Declaration of Independence

We hold these truths to be self-evident, that all men are created equal, that they are endowed by their Creator with certain unalienable Rights, that among these are Life, Liberty and the pursuit of Happiness. - That to secure these rights, Governments are instituted among Men, deriving their just powers from the consent of the governed.

Thursday, February 22, 2018

Economic Freedom

            The liberty principle for this Freedom Friday is that something must be done in order to change the economic freedom of any nation. The 2018 Index of Economic Freedom was recently published by The Heritage Foundation. The Index is an annual study that compares economic freedom in 180 countries with 6 nations not ranked at all. The top ten nations this year include the following: (1) Hong Kong, (2) Singapore, (3) New Zealand, (4) Switzerland, (5) Australia, (6) Ireland, (7) Estonia, (8) United Kingdom, (9) Canada, and (10) United Arab Emirates. The United States ranked 18th.

            Hong Kong, Singapore, and New Zealand are considered economically “free” nations. The next seven nations listed are “mostly free” and are joined by the following nations:
(11) Iceland, (12) Denmark, (13) Taiwan, (14) Luxembourg, (15) Sweden, (16) Georgia,
(17) Netherlands, (18) United States, (19) Lithuania, and (20) Chile.

            The United States has steadily dropped in the index over the past decade. The good news is that it might have stopped dropping. Patrick Tyrrell and Anthony B. Kim posted an article at The Daily Signal titled “5 Takeaways from the 2018 Index of Economic Freedom.” They note that the index “compares countries’ entrepreneurial environments.” Their statement continues with the following explanation.

Since 1995, the index has measured a nation’s commitment to limited government and free enterprise on a scale of 9 to 100 by evaluating four critical policy pillars, including rule of law and regulatory efficiency.

These commitments are powerful forces that help societies grow in economic freedom. Countries that achieve higher levels of economic freedom consistently outperform others in economic growth, long-term prosperity, and social progress. Those with lower economic freedom, on the other hand, risk economic stagnation, high unemployment, and deteriorating social conditions.

            After reading their explanation for ranking, we can better understand why the United States kept dropping in the index.
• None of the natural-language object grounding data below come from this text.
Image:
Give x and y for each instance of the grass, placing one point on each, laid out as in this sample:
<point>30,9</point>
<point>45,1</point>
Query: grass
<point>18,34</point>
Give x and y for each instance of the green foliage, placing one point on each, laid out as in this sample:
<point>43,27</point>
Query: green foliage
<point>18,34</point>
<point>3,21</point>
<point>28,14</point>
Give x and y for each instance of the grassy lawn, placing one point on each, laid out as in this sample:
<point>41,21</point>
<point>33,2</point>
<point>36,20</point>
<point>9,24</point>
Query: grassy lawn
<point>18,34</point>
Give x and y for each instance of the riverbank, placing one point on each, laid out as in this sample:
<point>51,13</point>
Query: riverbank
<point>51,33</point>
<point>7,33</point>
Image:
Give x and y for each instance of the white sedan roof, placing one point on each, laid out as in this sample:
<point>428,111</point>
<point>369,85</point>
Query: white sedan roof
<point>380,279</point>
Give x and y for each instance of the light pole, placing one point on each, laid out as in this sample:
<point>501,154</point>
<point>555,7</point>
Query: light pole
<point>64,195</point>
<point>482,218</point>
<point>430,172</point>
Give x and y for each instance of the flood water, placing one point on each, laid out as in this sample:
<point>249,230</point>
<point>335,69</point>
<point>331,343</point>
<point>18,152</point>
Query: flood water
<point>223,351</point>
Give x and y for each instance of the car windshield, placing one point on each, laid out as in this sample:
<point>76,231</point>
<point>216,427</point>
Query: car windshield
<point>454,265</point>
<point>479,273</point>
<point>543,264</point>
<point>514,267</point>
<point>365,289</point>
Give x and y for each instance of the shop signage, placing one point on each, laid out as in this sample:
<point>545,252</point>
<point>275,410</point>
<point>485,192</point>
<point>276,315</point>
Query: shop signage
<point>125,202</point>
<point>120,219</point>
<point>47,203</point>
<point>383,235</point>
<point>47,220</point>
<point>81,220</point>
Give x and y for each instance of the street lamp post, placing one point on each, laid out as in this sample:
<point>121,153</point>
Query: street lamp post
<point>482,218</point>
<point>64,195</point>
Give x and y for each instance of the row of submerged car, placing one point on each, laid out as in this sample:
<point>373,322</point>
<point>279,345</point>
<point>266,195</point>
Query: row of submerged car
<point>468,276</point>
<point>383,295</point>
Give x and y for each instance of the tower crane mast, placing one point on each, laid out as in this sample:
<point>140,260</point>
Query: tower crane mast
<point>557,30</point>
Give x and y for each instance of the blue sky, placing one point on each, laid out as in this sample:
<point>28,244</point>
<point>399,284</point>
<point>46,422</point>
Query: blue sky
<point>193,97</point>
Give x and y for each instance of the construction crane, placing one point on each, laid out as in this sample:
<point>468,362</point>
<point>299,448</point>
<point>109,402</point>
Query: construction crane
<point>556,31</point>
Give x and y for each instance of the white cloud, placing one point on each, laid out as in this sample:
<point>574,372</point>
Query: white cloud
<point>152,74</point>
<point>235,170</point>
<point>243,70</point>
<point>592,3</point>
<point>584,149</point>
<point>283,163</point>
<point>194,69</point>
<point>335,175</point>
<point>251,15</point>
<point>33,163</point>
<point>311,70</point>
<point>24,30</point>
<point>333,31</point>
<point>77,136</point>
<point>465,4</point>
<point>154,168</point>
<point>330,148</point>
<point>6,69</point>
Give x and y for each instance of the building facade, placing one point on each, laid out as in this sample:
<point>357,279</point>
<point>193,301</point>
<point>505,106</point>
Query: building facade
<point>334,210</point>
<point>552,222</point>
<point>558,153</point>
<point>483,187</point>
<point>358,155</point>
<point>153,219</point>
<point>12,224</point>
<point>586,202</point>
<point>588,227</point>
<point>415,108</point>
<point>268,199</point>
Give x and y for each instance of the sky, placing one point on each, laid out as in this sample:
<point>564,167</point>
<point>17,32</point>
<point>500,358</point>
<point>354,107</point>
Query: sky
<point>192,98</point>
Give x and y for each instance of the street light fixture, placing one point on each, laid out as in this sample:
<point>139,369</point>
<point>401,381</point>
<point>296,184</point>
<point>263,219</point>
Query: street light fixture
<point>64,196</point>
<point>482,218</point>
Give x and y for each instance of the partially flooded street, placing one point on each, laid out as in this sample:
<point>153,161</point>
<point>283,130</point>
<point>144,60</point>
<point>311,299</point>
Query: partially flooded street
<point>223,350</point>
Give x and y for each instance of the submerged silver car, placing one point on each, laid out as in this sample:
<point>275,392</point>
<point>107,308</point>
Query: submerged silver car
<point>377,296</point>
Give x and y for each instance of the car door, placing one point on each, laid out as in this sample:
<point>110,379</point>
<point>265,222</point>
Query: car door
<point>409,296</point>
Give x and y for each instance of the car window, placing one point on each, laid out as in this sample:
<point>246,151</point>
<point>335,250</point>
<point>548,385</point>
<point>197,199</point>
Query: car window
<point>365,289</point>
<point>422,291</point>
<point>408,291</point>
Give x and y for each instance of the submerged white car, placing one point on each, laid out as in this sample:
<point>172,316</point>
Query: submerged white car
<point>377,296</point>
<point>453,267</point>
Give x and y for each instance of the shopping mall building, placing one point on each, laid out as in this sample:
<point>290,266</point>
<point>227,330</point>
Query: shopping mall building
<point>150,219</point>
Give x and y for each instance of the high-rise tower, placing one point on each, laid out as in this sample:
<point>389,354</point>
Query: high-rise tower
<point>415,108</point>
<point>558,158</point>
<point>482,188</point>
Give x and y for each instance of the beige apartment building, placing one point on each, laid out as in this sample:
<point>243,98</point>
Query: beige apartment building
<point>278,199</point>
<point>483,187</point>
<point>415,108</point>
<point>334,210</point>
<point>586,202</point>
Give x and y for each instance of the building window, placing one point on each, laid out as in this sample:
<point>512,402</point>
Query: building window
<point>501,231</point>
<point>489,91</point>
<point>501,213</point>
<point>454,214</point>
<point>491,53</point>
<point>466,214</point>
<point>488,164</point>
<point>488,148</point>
Apparently, our national leaders took the necessary steps to stop the free fall. The Daily Signal article lists the five points that we need to understand.

1. The world economy overall is rated “moderately free….”

2. Six economies … have achieved very high scores of 80 or more, putting them in the category of economically “free.” [I see only three with that score.] …

3. Economies rated “free” or “mostly free” in the 2018 index enjoy incomes that are more than twice the average levels in all other countries….

4. Economically freer countries that open their societies to new ideas, products, and innovations have largely achieved high levels of social progress….

5. The United States, ranked “mostly free,” had not been performing well in the index over the last decade. That precipitous slide has now fortunately come to a halt, with signs of renewed economic growth reinforced by major regulatory and tax reforms that elevate business confidence and investment….

            So, the figures show that our economy is doing better. The people feel that the economy is doing better. The Trump policies must be doing some good!